As the newly appointed squad leaders, we four weaklings were sent to the front and back of every PT formation. Running in front of the pace-setters was hard enough, but running behind the group was impossible, for the pace is quicker in the back. What was worse than that was that we, the "road guards," were made to run all the way to the front of the formation to stop traffic at intersections, and then once the entire platoon had passed by, we had to book it back to catch up again. And there was no stopping, either. Oh no. When we reached each intersection, hearts pounding, we were made to run in place until all the others, the stronger girls, passed by. It was the most grueling experience of my life, but I did become a better runner for it.

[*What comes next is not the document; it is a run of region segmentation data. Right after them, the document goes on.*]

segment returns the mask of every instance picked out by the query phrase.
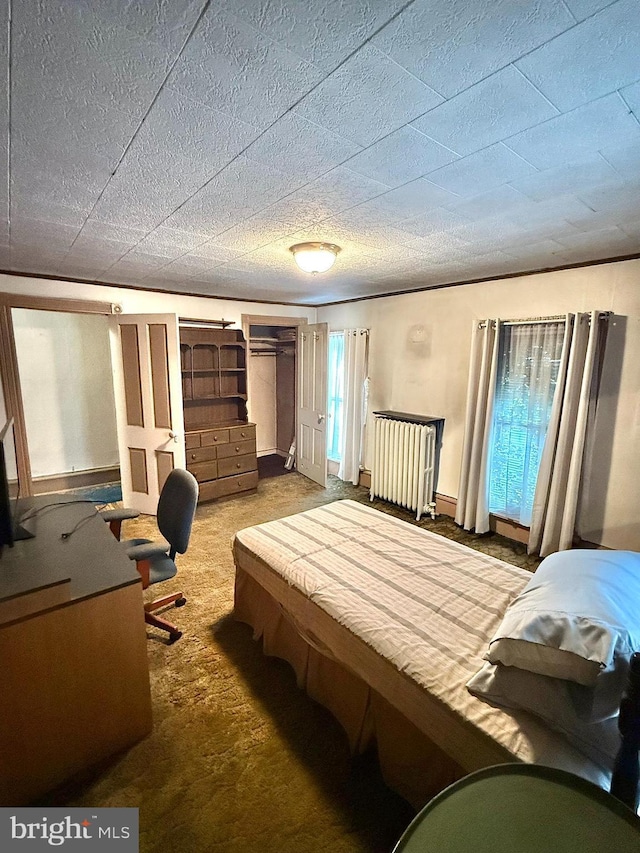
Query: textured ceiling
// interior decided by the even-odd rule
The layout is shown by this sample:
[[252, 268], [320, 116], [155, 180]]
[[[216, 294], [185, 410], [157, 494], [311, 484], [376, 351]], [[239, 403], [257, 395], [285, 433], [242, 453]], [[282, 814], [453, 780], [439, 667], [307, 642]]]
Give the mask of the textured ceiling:
[[1, 14], [0, 269], [321, 304], [640, 252], [638, 0]]

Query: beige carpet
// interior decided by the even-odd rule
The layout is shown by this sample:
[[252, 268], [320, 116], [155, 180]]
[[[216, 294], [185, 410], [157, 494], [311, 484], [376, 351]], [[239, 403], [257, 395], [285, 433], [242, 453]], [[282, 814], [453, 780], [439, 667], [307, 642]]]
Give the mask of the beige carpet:
[[[143, 853], [391, 850], [412, 817], [409, 806], [386, 788], [374, 756], [350, 758], [331, 715], [231, 617], [233, 533], [343, 497], [368, 503], [365, 489], [336, 478], [322, 489], [291, 473], [262, 479], [255, 494], [198, 508], [179, 575], [162, 585], [187, 597], [167, 614], [184, 636], [167, 645], [149, 629], [153, 732], [43, 804], [139, 807]], [[127, 537], [155, 536], [155, 519], [127, 524]], [[527, 568], [537, 564], [522, 546], [469, 536], [444, 517], [421, 526]]]

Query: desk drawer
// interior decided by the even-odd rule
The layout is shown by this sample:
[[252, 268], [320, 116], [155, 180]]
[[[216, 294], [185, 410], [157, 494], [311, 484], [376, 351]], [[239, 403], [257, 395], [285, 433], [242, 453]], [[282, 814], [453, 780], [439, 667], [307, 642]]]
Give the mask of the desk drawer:
[[257, 489], [258, 487], [258, 472], [250, 471], [248, 474], [238, 474], [235, 477], [224, 477], [222, 480], [216, 480], [215, 495], [212, 497], [223, 498], [227, 495], [233, 495], [236, 492], [246, 492], [248, 489]]
[[256, 440], [256, 425], [243, 424], [240, 427], [231, 427], [229, 430], [229, 441], [255, 441]]
[[200, 446], [211, 447], [213, 444], [227, 444], [229, 429], [210, 429], [200, 433]]
[[187, 450], [187, 465], [192, 465], [194, 462], [209, 462], [211, 459], [217, 459], [217, 447], [198, 447], [193, 450]]
[[218, 460], [218, 476], [230, 477], [232, 474], [244, 474], [255, 471], [257, 466], [255, 453], [248, 456], [233, 456], [230, 459]]
[[201, 482], [203, 480], [215, 480], [218, 476], [218, 463], [215, 459], [209, 462], [194, 462], [187, 460], [187, 471], [191, 471], [193, 476]]
[[[236, 441], [229, 444], [222, 444], [218, 447], [218, 459], [226, 459], [228, 456], [245, 456], [247, 453], [253, 453], [255, 456], [256, 443], [255, 441]], [[256, 467], [255, 465], [253, 466]]]

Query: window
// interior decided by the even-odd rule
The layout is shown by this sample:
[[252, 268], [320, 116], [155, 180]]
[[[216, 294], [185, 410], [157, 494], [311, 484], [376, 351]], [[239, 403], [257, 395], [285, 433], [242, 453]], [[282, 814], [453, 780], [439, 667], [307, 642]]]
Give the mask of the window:
[[529, 526], [564, 340], [564, 322], [500, 330], [489, 439], [489, 512]]
[[344, 334], [329, 334], [329, 375], [327, 388], [329, 418], [327, 457], [340, 462], [342, 447], [342, 403], [344, 398]]

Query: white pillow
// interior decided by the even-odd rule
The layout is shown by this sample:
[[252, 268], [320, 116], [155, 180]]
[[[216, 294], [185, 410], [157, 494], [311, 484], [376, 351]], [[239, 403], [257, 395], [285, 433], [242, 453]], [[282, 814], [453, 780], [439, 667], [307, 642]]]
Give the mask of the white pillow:
[[614, 702], [617, 709], [625, 679], [619, 681], [622, 683], [609, 698], [598, 699], [590, 695], [594, 688], [514, 666], [485, 663], [467, 683], [467, 689], [491, 704], [535, 714], [592, 761], [602, 767], [611, 767], [620, 747], [617, 717], [592, 722], [590, 716], [598, 716], [594, 702], [596, 705], [602, 702], [601, 712]]
[[595, 685], [640, 651], [640, 554], [560, 551], [507, 608], [485, 660]]

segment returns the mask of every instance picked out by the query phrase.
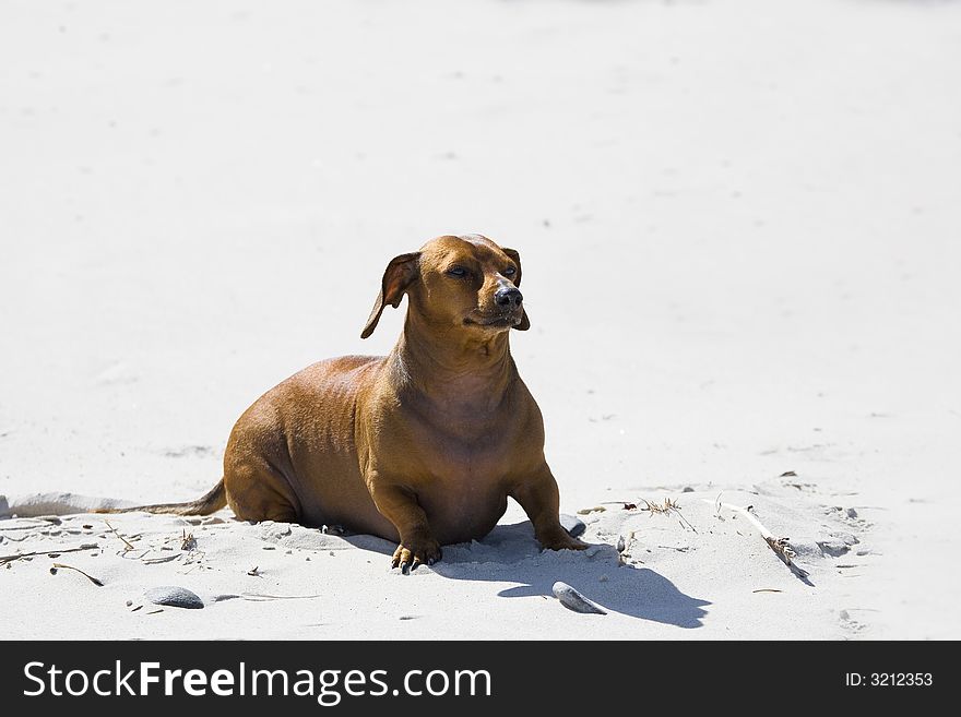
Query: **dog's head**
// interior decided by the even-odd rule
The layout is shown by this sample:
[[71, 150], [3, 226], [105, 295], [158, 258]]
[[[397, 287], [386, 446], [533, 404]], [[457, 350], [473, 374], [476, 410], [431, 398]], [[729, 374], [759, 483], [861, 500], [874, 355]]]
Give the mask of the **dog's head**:
[[480, 235], [431, 239], [387, 265], [380, 294], [360, 334], [373, 333], [387, 304], [411, 307], [432, 325], [477, 334], [531, 327], [523, 307], [521, 256]]

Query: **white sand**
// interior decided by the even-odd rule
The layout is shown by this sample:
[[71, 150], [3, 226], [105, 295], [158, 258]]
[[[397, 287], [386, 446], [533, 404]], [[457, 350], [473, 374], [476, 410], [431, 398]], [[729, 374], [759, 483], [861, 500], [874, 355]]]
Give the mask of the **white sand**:
[[[195, 498], [260, 393], [389, 349], [391, 256], [480, 231], [523, 256], [562, 510], [607, 510], [592, 554], [512, 505], [406, 577], [228, 511], [109, 518], [126, 552], [0, 521], [97, 545], [0, 567], [2, 636], [961, 637], [959, 67], [947, 2], [4, 5], [0, 494]], [[666, 497], [692, 527], [605, 504]], [[132, 611], [157, 585], [209, 605]]]

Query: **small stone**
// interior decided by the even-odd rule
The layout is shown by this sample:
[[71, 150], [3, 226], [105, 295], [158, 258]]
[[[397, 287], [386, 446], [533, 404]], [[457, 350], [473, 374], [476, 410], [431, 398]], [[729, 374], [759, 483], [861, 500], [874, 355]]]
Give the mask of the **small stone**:
[[606, 610], [598, 608], [567, 583], [558, 581], [554, 584], [551, 591], [554, 593], [554, 597], [556, 597], [568, 610], [593, 614], [607, 614]]
[[191, 593], [186, 587], [178, 587], [176, 585], [152, 587], [144, 593], [144, 597], [154, 605], [166, 605], [171, 608], [198, 610], [203, 607], [203, 600], [200, 599], [197, 593]]
[[565, 513], [560, 514], [560, 525], [565, 530], [568, 531], [571, 538], [577, 538], [584, 530], [588, 529], [588, 526], [578, 517], [573, 515], [567, 515]]

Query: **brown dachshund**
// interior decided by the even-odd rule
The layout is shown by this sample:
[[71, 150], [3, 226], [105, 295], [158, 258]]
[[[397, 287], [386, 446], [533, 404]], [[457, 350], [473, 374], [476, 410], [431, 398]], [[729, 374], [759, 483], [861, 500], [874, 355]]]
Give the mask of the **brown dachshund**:
[[130, 510], [342, 525], [400, 545], [403, 572], [440, 546], [487, 535], [521, 504], [541, 545], [586, 546], [558, 518], [541, 410], [510, 355], [525, 331], [521, 260], [486, 237], [443, 236], [388, 264], [360, 334], [406, 294], [404, 331], [387, 357], [315, 363], [237, 421], [224, 478], [191, 503]]

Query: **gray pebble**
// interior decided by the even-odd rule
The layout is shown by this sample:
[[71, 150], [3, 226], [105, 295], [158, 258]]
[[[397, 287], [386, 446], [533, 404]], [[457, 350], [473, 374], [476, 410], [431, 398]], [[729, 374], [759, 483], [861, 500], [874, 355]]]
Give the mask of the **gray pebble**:
[[571, 538], [577, 538], [588, 529], [588, 526], [584, 525], [583, 521], [576, 518], [573, 515], [566, 515], [563, 513], [560, 514], [560, 525], [568, 531]]
[[554, 593], [554, 597], [560, 600], [560, 604], [568, 610], [573, 610], [574, 612], [607, 614], [606, 610], [598, 608], [596, 605], [591, 602], [588, 598], [578, 593], [567, 583], [561, 583], [560, 581], [558, 581], [554, 584], [551, 590]]
[[203, 607], [203, 600], [198, 597], [197, 593], [191, 593], [185, 587], [174, 585], [152, 587], [144, 593], [144, 596], [155, 605], [167, 605], [171, 608], [197, 610]]

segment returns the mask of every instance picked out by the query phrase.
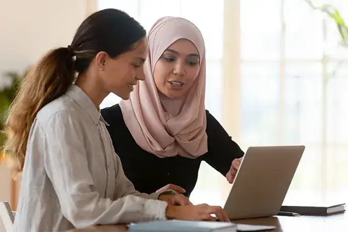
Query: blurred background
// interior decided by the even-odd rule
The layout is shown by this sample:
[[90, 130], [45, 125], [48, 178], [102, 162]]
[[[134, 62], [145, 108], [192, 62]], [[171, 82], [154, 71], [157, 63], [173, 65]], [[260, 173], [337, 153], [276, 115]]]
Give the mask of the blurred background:
[[[202, 32], [206, 107], [232, 139], [245, 152], [250, 146], [304, 145], [290, 189], [347, 191], [348, 28], [342, 18], [348, 21], [348, 1], [311, 3], [0, 0], [0, 117], [3, 119], [16, 80], [48, 50], [69, 45], [80, 24], [95, 11], [123, 10], [148, 31], [161, 17], [181, 16]], [[110, 94], [100, 106], [119, 100]], [[0, 201], [9, 201], [15, 210], [20, 177], [11, 177], [10, 158], [0, 160]], [[203, 162], [190, 200], [223, 204], [231, 187]]]

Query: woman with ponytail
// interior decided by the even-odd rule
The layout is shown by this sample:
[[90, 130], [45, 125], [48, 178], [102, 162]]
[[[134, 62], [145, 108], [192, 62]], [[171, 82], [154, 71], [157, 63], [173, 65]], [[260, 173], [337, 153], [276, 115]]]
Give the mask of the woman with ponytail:
[[22, 173], [14, 231], [216, 220], [213, 214], [228, 221], [221, 207], [193, 206], [172, 191], [140, 193], [124, 175], [99, 105], [110, 92], [128, 99], [144, 79], [145, 35], [123, 11], [98, 11], [82, 23], [71, 45], [49, 52], [23, 80], [4, 148]]

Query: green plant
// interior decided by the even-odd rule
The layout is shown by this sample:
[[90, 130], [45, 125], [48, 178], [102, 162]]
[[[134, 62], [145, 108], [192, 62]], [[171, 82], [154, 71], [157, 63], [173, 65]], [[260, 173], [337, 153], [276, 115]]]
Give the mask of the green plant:
[[26, 70], [23, 74], [15, 72], [8, 72], [5, 74], [5, 77], [11, 81], [11, 84], [0, 90], [0, 146], [1, 146], [0, 148], [2, 148], [6, 139], [6, 136], [2, 133], [2, 130], [8, 108], [19, 86], [21, 79], [28, 74], [28, 69]]
[[326, 13], [335, 20], [342, 37], [341, 44], [342, 46], [348, 48], [348, 26], [345, 23], [345, 21], [340, 14], [338, 10], [330, 4], [324, 4], [321, 6], [316, 6], [312, 0], [304, 0], [308, 3], [313, 9]]

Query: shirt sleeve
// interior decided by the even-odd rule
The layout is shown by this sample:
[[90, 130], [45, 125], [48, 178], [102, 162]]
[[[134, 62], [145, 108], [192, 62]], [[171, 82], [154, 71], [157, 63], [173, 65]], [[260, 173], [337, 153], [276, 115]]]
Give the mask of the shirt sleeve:
[[244, 153], [213, 115], [206, 112], [208, 153], [202, 158], [225, 176], [232, 161], [242, 157]]
[[[45, 140], [45, 168], [64, 217], [75, 227], [165, 220], [167, 203], [133, 195], [115, 200], [100, 197], [94, 189], [76, 117], [58, 112], [41, 127]], [[134, 194], [137, 195], [137, 194]]]
[[[137, 196], [145, 199], [158, 199], [161, 193], [153, 193], [151, 194], [140, 193], [135, 190], [134, 185], [129, 179], [127, 178], [123, 171], [121, 159], [117, 154], [115, 154], [117, 165], [117, 173], [116, 173], [116, 184], [114, 199], [117, 199], [125, 196], [131, 195]], [[144, 180], [144, 181], [145, 181]]]

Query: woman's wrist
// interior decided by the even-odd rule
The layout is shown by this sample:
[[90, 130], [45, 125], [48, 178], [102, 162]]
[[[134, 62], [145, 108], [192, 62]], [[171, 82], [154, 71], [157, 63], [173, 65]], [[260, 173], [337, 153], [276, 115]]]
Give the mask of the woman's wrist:
[[176, 219], [179, 207], [179, 206], [174, 206], [169, 204], [166, 209], [166, 217], [167, 219]]

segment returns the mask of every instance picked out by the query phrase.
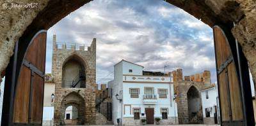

Then one day it all became a joke. After being slowly tortured at drill and ceremony on the blazing black asphalt, we were sent for hand-to-hand combat training where we were to learn how to defend ourselves with an unloaded weapon. We were paired off and shown various holds and counter maneuvers for a time. Then the instructor told us to attach our bayonets to the ends of our rifles and proceeded to show us how to joust with an opponent. At some point, the instructor began shouting, "What are you going to do!" And our very expected response, "Kill, Drill Sergeant! Kill!" There we were, teenage girls, gouging bayonets at each other and screaming like banshees. "Kill! Kill, Drill Sergeant!" Suddenly it dawned on me how ludicrous it all was. For the first time in weeks, I laughed. And that's when I knew I had discovered the most valuable survival technique of all: not to take things too seriously. Ain't nothing but a th'ang, Drill Sergeant. Ain't nothing but a th'ang, we'd learned to say somewhere along the way.

I am often reminded how ineffectual we are when we succumb to fear, when we white-knuckle anything, our lives, our work. Writing demands more fortitude than anyone can ever properly prepare you for. MFA programs are boot camps (in the sense that they're total immersion communities) designed to make us look and act like writers, to teach us a few basic survival skills. But the battle with our own faltering confidence comes later, and I can tell you that no drill instructor or writing instructor has ever been so disappointed with me as I have been with myself. Writing, we're often told, is a muscle we must stretch and develop. It takes discipline, yes, but something else, too: courage of heart, trust in the powers that be, faith, one deep breath at a time. Fifty shimmering pages? Ain't nothing but a th'ang.

3 comments:

Susan Woodring said...

Courage of heart: so, so true.

Geez, I can't believe you survived all that. What an amazing story.

Kyle Minor said...

This was a good essay, Sheryl.

sherylmonks said...

Thanks, Kyle, Susan. I'm grateful for the example you both set -- and the encouragement.